Objectives

Upon completion of this lesson, you will be able to:

  • define a stored procedure in MySQL
  • invoke a stored procedure from within an R program
  • remove a stored procedure

Introduction

Stored procedures are in important database application development mechanism in which complex data computations are defined and executed within the database – and on the database server rather than the client. This allows large and complex data manipulations to be done by a more powerful server and thus enables the use of less powerful (and cheaper) clients. The drawback is, of course, that the database may become a bottleneck. Nevertheless, server-based computations within stored procedures are an important architectural design mechanism and result in two-tier client/server applications.

Aside from leveraging a shared computational resource, stored procedure have other benefits. For one, they centralize business logic that can be executed from clients written in different languages. Updates to the business logic can be made once in the centrally located code within the database. An additional benefit is that large amounts of data do not have to be transmitted over a network – which can be slow and also a potential security risk.Furthermore, data is not stored on potentially unsecured clients where it could be saved or otherwise compromised. So, stored procedures are an important aspect in building secure applications. Stored procedures are also very fast as the database often caches results and data is local within the database server. From a development perspective, the source code for the stored procedure is stored as an object within the database and can be easily inspected (of course, inspection can also be prohibited through security settings via the REVOKE SQL statement).

This lesson focuses on the syntax for defining stored procedures for MySQL. While many databases support stored procedures, each has their own programming language syntax and restrictions.

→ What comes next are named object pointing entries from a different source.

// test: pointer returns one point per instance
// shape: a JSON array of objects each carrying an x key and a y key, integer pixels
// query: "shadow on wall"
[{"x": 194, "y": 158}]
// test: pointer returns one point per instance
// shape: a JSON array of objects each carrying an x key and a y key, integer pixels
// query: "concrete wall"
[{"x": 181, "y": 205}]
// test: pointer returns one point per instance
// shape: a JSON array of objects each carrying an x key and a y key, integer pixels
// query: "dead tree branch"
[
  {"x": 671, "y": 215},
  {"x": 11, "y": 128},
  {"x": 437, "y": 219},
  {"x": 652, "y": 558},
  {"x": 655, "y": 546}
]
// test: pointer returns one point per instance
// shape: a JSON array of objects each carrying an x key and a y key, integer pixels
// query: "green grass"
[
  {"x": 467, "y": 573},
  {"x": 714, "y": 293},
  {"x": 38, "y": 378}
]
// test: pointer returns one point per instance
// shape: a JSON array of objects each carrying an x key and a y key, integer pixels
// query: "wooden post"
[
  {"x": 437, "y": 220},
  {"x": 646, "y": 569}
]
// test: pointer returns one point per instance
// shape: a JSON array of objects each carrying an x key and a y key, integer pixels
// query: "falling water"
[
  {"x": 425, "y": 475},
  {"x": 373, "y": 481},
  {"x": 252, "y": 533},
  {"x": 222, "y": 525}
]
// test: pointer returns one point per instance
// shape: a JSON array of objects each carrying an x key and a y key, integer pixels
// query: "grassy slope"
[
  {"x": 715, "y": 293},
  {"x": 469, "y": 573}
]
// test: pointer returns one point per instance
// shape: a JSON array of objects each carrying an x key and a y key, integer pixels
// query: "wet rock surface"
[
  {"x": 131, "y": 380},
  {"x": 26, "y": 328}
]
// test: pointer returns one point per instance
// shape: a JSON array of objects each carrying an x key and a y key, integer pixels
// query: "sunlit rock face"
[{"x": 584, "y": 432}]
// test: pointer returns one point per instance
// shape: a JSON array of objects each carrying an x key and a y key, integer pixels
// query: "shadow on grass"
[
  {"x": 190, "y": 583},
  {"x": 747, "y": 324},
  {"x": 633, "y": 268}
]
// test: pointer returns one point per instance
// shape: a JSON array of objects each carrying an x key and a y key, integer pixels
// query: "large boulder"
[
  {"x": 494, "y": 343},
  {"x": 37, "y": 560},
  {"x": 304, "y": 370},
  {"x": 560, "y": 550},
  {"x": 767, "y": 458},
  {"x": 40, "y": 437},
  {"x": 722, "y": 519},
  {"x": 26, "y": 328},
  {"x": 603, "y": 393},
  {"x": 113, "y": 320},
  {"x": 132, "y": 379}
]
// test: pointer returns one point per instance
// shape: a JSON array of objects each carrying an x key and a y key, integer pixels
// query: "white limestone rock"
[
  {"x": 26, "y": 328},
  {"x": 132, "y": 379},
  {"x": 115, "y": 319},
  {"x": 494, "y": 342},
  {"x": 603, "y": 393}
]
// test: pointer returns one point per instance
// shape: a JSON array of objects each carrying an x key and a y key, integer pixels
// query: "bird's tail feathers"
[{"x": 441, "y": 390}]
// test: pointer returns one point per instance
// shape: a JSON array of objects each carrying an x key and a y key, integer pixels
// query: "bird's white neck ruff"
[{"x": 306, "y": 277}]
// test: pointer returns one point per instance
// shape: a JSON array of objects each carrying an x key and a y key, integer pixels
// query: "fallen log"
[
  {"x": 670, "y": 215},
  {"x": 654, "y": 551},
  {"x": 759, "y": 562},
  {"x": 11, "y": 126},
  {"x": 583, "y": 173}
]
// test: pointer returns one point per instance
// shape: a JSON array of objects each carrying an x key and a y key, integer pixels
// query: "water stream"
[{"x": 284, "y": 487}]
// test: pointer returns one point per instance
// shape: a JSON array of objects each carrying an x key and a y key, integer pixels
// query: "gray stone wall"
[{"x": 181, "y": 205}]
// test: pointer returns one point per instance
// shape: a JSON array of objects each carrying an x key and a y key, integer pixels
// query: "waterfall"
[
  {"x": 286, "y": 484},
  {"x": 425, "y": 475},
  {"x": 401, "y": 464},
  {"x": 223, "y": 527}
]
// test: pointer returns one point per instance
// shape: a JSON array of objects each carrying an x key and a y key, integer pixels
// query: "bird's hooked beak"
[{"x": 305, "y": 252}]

The use of stored procedures thus results in applications that are vendor-dependent and not easily portable, although many vendors do conform to the SQL:203 standard which standardizes some aspects of stored procedures and triggers.

To follow along, go to Files & Resources and download the R Notebook and copy (or better yet, type) the R and SQL code chunks into an R Notebook of your own – and experiment along the way.

Sample Database

To demonstrate the process for creating, editing, invoking, and deleting stored procedures, we will define the following database on an existing MySQL database hosted on db4free.net. To run this code for yourself, create and connect to your own database and change the setting accordingly.

Connect to MySQL

Of course, be sure to disconnect from the database once you are done.

Sample Tables

The code below creates two sample tables: Faculty and Committee.

CREATE TABLE IF NOT EXISTS Faculty (
  fid INTEGER NOT NULL PRIMARY KEY,
  fname TEXT NOT NULL,
  lname TEXT NOT NULL,
  facrank TEXT
);

We will now create the second table and link that table with a foreign key to the Faculty table.

CREATE TABLE IF NOT EXISTS Committee (
  name VARCHAR(32) NOT NULL PRIMARY KEY,
  level TEXT,
  chair INTEGER NOT NULL,
  FOREIGN KEY (chair) REFERENCES Faculty(fid)
)

Sample Data

Next, we will add some sample data to the database.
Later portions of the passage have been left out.